The authors compare DLCM against a parameter-matched LLaMA baseline on 12 zero-shot benchmarks, showing DLCM achieves an average accuracy of 43.92% versus 41.23% for the baseline, a +2.69% improvement. Performance gains are most pronounced on reasoning-dominant tasks such as OpenBookQA (+3.00%) and ARC Easy (+2.61%), while mild regressions occur on fine-grained text understanding tasks like BoolQ (-1.47%) and RACE (-0.72%), reflecting the model’s trade-off between global coherence and token-level precision.

The authors analyze the adaptive compression behavior of their model across different content types using Table 5, which shows the average number of tokens per concept under target compression ratios of 2×, 4×, and 8×. Results indicate that the model dynamically adjusts segmentation granularity based on semantic density, with technical English retaining more tokens per concept (10.58 at 8×) compared to code or technical Chinese (6.14 and 6.09 respectively), demonstrating content-adaptive compression that preserves information more effectively in dense prose while enabling tighter compression in structured content.
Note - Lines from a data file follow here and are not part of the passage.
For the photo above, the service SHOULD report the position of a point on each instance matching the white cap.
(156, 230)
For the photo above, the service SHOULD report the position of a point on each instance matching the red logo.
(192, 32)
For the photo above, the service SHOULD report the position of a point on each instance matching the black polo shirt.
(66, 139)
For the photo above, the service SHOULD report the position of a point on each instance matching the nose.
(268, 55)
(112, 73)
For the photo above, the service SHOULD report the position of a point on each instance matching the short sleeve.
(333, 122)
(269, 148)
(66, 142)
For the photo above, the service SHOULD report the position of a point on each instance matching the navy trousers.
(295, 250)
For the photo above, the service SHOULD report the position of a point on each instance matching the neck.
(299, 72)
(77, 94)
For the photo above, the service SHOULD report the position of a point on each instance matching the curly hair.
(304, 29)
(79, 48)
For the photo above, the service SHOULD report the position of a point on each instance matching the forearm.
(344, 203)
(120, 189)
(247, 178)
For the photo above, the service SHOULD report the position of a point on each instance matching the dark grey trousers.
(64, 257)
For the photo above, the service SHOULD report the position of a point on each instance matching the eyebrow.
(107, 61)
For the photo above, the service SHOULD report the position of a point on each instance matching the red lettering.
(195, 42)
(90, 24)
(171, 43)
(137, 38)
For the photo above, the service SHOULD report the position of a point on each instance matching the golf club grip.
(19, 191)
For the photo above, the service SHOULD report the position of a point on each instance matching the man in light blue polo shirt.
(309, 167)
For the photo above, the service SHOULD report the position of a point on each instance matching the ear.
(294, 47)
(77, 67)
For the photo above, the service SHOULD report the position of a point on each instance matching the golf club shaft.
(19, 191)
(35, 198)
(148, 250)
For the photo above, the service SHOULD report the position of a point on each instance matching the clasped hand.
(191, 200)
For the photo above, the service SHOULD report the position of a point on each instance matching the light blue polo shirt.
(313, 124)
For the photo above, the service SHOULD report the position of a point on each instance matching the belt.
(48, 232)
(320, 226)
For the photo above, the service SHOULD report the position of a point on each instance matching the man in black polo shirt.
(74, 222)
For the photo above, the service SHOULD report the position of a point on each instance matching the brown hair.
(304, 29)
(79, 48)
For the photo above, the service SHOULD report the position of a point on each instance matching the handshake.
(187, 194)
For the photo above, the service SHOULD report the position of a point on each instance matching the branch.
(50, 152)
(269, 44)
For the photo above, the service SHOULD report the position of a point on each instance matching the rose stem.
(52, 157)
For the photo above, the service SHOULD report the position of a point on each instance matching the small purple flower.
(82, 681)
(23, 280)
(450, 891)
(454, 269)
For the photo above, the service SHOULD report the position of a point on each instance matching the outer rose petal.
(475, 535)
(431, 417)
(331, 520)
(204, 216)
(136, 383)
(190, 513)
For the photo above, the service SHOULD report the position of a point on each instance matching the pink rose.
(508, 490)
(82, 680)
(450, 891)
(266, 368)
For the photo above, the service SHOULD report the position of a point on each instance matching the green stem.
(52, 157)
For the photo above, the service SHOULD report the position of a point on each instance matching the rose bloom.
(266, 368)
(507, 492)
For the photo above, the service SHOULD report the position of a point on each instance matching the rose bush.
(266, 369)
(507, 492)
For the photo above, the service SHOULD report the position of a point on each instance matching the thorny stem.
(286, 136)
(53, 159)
The authors benchmark the efficiency of Flash Attention Varlen with concept replication against Flex Attention using independent kernel profiling across varying sequence lengths and hidden sizes. Results show that Flash Varlen consistently outperforms Flex Attention, with speedups ranging from 1.26× to 1.73×, and the performance advantage increases with longer sequences, peaking at 1.73× for a sequence length of 16K and hidden size of 2048. The speedup remains largely insensitive to hidden size, indicating that memory access patterns, not computational complexity, dominate the performance bottleneck.
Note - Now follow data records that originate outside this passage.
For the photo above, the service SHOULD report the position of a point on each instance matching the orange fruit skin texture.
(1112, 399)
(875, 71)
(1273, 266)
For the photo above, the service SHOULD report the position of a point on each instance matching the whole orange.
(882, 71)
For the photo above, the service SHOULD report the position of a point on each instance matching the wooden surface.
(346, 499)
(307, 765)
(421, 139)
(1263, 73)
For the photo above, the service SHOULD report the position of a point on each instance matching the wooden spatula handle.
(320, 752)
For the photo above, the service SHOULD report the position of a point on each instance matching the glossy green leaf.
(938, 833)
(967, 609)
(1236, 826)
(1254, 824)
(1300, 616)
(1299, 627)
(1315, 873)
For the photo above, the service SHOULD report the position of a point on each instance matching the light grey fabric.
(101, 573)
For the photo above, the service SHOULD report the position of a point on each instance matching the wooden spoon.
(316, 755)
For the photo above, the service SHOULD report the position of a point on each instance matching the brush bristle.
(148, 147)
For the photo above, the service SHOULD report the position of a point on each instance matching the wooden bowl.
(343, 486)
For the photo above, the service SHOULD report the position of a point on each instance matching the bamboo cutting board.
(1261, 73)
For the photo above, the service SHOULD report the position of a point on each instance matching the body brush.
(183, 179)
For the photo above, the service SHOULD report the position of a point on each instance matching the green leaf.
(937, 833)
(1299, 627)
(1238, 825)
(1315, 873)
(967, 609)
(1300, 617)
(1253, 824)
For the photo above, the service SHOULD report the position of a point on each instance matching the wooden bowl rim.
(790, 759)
The authors compare two boundary prediction mechanisms in DLCM: a Global Parser and a Normal (learned) predictor, both targeting a compression ratio of R=4. Results show the Global Parser achieves a realized ratio of 3.92, closer to the target, and delivers an average accuracy improvement of +2.1% across reasoning-dominant benchmarks, outperforming the Normal predictor which achieves a realized ratio of 3.15 and shows lower accuracy on most tasks.